Due to my lack of internet etiquet, my first post was a technical question without a proper personal introduction first. My apologies. My name's Devin, I'm 30, a chef, and live in the North Bay Area. I grew up in SoCal about 5 miles from the Pomona Dragstrip. As a kid, my friends and I would ride our bikes to the Winternats and watch the races through the fence (back when you could do that). Every once in a while the guys at the gate would let us sneak into the pits. Of all the race cars there, I felt more connected to the Super Gas cars, they seemed to embody the DIY ethic rather than huge corporate sponsorship. In addition, there were always tons of cool hot rods int the parking lot. This exposure was the birth of my fascination with machines, speed the hot rod ethos. I built my first car at 15. It was a '65 bug that belonged to a friend of my uncle who p***ed away. The bug sat for 3 years getting rusty and dusty. Over my summer break, I redid the brakes, lowered the suspension, converted to 12 volts, did all the body work and painted the car in my parents' driveway. After high school I moved to San Francisco to go to Culinary School.

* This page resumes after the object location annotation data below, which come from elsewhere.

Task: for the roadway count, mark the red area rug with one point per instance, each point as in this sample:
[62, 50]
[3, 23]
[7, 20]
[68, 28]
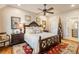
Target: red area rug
[57, 49]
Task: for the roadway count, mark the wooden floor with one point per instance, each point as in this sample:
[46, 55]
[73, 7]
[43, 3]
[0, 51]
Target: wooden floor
[6, 50]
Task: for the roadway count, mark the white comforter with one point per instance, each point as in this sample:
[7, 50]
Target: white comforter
[33, 39]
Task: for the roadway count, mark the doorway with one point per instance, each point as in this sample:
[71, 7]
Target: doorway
[75, 29]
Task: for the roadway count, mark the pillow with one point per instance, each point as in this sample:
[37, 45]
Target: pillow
[38, 30]
[29, 30]
[27, 49]
[3, 36]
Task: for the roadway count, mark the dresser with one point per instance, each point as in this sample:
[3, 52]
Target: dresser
[17, 38]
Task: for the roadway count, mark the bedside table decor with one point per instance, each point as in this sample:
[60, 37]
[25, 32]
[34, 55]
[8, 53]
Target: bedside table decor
[4, 39]
[17, 38]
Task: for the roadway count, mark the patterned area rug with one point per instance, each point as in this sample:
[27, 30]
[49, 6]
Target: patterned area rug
[66, 47]
[22, 49]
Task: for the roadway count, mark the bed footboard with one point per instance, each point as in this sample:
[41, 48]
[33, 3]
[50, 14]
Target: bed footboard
[47, 43]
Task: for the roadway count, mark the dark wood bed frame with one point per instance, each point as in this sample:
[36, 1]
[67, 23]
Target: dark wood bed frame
[46, 43]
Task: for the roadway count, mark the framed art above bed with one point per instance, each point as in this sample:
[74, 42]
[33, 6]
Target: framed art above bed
[14, 22]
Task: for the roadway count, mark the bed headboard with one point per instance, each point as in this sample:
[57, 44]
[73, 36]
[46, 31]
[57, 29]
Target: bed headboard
[32, 24]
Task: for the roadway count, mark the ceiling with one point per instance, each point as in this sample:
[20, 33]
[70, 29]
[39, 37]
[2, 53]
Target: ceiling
[58, 8]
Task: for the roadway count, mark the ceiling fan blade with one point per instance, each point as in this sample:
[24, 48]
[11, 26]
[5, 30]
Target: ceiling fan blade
[40, 9]
[44, 13]
[50, 9]
[51, 12]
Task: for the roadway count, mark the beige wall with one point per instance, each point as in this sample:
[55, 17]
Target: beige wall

Over the past 11 years I've been working 60 -90 hours a week cooking in some of the country's best restaurants. I'm also married so personal time is minimal at best. I've always wanted to build a street rod, but due to time and money constraints I've never had the opportunity. While perusing e-bay the other day I saw a steel t-bucket body for sale, the price was right, I bid and won the auction. I decided it was time to do something else besides work and actually pursue my p***ion for Hot Rods rather than read and dream about them. With out a doubt, the HAMB board is one of the most rich resources of hot rod knowledge I've come across. I'm looking forward to picking your brains for advice on building my rod. My schedule's totally crazy but it'd be cool to organize some sort of Bay Area get together or BBQ or something. Thanks!
Velkommen! Several culinary lovers here on the HAMB. Good to see a new pro here. Our own Zeke slings some mean sushi. What places have you worked at?
I worked at Campton Place Hotel in SF. I've been working at the French Laundry for the past 5 1/2 years. I didn't go to Bonita I went to Claremont HS. How about you?